Simplified Schematic of Major Molecular Injury Cascades involved in Neonatal HI. A vast number of molecules contribute to neonatal HI injury in the brain and all of these have been investigated in this disorder. These molecular targets can largely be split into the following three cascades. (A) Excitotoxicity (adapted from Vandenberg and Ryan, 2013) Ca²⁺ = calcium ion, Mg²⁺ = magnesium ion AMPA-R = α-amino-3-hydroxy-5-methyl-4-isoxazole propionic acid receptor, NMDA-R = N-methyl-D-aspartate receptor. (B) Oxidative Stress (adapted from http://www.enzolifesciences.com/platforms/cellular-analysis/oxidative-stress/). For simplicity, only free radicals are shown and physiological pathway substrates have been omitted. NADPH + Nicotinamide Adenine Dinucleotide Phosphate Hydrogen, O₂ = oxygen, O₂^- = negatively-charged oxygen free radiccal, H₂O₂ = hydrogen peroxide, ROS = ROS1 receptor tyrosine kinase encoded by the ROS1 gene, Blc = B cell leukaemia protein, ER = endoplasmic reticulum, DNA = deoxyribose nucleic acid. (C) Inflammation (adapted from Santiago et al., 2014).
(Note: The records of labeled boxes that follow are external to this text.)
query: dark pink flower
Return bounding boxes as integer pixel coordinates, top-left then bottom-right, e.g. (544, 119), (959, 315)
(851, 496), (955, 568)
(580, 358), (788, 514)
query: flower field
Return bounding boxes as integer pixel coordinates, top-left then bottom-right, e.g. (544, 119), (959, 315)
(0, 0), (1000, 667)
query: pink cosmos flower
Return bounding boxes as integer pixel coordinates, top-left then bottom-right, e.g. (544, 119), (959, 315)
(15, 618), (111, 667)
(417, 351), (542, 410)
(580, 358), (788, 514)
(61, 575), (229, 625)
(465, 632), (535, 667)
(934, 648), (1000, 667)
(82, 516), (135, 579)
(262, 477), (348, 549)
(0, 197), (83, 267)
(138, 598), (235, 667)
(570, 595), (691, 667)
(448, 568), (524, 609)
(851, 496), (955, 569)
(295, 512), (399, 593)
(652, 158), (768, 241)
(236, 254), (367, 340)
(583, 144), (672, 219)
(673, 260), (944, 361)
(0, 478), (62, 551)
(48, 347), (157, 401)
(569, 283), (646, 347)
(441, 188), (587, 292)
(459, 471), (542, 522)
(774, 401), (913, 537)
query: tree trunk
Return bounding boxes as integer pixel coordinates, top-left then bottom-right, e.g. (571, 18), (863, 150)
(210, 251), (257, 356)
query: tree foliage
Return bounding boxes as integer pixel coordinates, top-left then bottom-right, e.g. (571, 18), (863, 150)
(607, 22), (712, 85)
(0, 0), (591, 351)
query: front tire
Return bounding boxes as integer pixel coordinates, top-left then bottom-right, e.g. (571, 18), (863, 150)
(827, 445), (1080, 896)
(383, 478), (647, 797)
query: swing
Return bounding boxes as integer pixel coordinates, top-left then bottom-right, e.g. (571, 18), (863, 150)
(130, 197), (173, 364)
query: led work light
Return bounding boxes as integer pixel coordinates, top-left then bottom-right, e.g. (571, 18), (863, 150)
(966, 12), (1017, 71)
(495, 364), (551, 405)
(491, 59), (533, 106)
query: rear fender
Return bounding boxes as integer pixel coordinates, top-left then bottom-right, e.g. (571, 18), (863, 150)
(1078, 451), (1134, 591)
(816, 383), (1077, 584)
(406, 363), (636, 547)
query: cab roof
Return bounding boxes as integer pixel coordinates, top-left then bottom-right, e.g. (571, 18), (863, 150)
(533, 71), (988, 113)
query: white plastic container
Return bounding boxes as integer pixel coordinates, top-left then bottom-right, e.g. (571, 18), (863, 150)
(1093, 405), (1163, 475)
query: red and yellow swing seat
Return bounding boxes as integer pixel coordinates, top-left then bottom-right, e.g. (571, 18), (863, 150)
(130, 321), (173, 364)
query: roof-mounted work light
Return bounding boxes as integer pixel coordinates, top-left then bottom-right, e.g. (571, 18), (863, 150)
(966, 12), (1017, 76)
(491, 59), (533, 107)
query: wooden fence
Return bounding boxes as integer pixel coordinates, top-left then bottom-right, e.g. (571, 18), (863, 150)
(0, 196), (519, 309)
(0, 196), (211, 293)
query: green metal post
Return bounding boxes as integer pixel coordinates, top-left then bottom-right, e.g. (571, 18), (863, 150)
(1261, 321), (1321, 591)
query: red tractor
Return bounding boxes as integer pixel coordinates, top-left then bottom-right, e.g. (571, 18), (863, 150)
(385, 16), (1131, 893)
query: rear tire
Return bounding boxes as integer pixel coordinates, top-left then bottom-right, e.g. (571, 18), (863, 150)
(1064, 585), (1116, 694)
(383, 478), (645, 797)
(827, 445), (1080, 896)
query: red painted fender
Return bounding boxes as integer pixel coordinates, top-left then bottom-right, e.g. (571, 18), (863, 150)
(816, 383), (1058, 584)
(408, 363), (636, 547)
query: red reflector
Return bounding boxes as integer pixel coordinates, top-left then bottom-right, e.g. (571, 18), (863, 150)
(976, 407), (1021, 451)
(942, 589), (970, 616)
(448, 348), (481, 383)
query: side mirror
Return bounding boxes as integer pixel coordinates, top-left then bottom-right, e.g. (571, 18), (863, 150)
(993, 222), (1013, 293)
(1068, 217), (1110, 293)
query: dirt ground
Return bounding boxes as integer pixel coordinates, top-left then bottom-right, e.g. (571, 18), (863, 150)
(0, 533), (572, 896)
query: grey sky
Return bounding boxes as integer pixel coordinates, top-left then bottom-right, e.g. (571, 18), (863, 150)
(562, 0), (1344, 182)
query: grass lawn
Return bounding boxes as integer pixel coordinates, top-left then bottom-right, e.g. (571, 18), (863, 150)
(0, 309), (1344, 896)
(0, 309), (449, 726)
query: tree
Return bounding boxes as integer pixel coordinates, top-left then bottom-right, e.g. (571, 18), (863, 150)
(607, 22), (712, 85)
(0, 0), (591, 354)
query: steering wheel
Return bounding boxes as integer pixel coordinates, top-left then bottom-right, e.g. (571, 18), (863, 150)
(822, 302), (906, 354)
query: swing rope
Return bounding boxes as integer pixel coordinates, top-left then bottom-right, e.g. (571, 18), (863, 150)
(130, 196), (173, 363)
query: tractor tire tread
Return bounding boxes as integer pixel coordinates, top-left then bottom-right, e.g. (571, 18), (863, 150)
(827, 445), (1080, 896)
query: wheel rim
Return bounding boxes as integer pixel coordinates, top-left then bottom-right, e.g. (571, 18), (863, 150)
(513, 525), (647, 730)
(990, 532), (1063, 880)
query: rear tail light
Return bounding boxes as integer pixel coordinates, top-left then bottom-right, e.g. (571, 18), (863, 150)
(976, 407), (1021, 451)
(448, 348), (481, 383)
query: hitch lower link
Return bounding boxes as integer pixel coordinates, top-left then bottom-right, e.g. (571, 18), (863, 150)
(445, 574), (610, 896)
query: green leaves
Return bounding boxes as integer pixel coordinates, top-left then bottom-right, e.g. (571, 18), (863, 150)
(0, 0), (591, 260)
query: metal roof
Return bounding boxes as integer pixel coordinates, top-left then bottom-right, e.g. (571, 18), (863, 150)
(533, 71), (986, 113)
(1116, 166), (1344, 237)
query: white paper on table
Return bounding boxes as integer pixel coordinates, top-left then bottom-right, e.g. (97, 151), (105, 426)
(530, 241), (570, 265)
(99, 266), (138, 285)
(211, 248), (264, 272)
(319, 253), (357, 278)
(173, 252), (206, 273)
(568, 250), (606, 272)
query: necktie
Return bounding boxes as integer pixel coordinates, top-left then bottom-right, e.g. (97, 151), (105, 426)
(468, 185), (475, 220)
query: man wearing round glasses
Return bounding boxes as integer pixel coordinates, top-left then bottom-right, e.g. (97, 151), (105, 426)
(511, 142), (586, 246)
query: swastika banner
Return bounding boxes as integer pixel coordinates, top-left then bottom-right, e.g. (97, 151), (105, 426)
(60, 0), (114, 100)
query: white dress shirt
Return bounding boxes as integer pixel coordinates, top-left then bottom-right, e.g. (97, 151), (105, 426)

BBB = blood brain barrier, IL-6 = interleukin 6, IL-1B = interleukin 1 beta, TNFalpha = tumour necrosis factor alpha, NO = nitric oxide.

FIGURE 4

Currently Used Rodent Models of Neonatal HI. (A) The Rice–Vannucci method as outlined in rats by Rice et al. (1981). (B) The general method with specifications taken from the pool of papers summarized in Supplementary Table 1. (C) The range of inflammatory models reviewed in Dean et al. (2015).

FIGURE 5

Schematics of the anatomy and physiology of human subplate development. (A) Schematic coronal section showing the major cellular compartments within the developing human cortex at 26 post-conception weeks, reviewed in Hoerder-Suabedissen and Molnár (2015). The germinal zone (site of cell division) consists of the ventricular zone and subventricular zone. The subplate and intermediate zone lie between the germinal zone and the cortical plate (the site into which the permanent layers will migrate). The outermost layer is the early-born marginal zone. (B) Classical schematic of subplate architecture throughout development. In the earliest phase of thalamocortical circuit establishment subplate neurons (white) receive inputs from thalamus, and project axons to layer 4. At the onset of critical period, both subplate neurons and thalamus project to layer 4. In adult, subplate neurons have been eliminated by programmed cell death and layer 4 neurons receive inputs directly from thalamus. Adapted from Kanold (2009). This classical view has been augmented by the inclusion of GABA-ergic layer Vb interneurons which have been demonstrated to contribute to thalamocortical circuitry development in somatosensory mouse cortex (Marques-Smith et al., 2016).

FIGURE 6

Classical binding cascade for neuroserpin protein. The main molecular target of neuroserpin is inhibition of tPA. Confirmed molecular binding partners are shown with a black line. Arrows denote confirmed activation. Orthogonal lines denote confirmed inactivation. Lines without caps denote confirmed binding with no documented physiological data. tPA, tissue plasminogen activator; uPA, urokinase plasminogen activator. All other abbreviations denote standard gene names.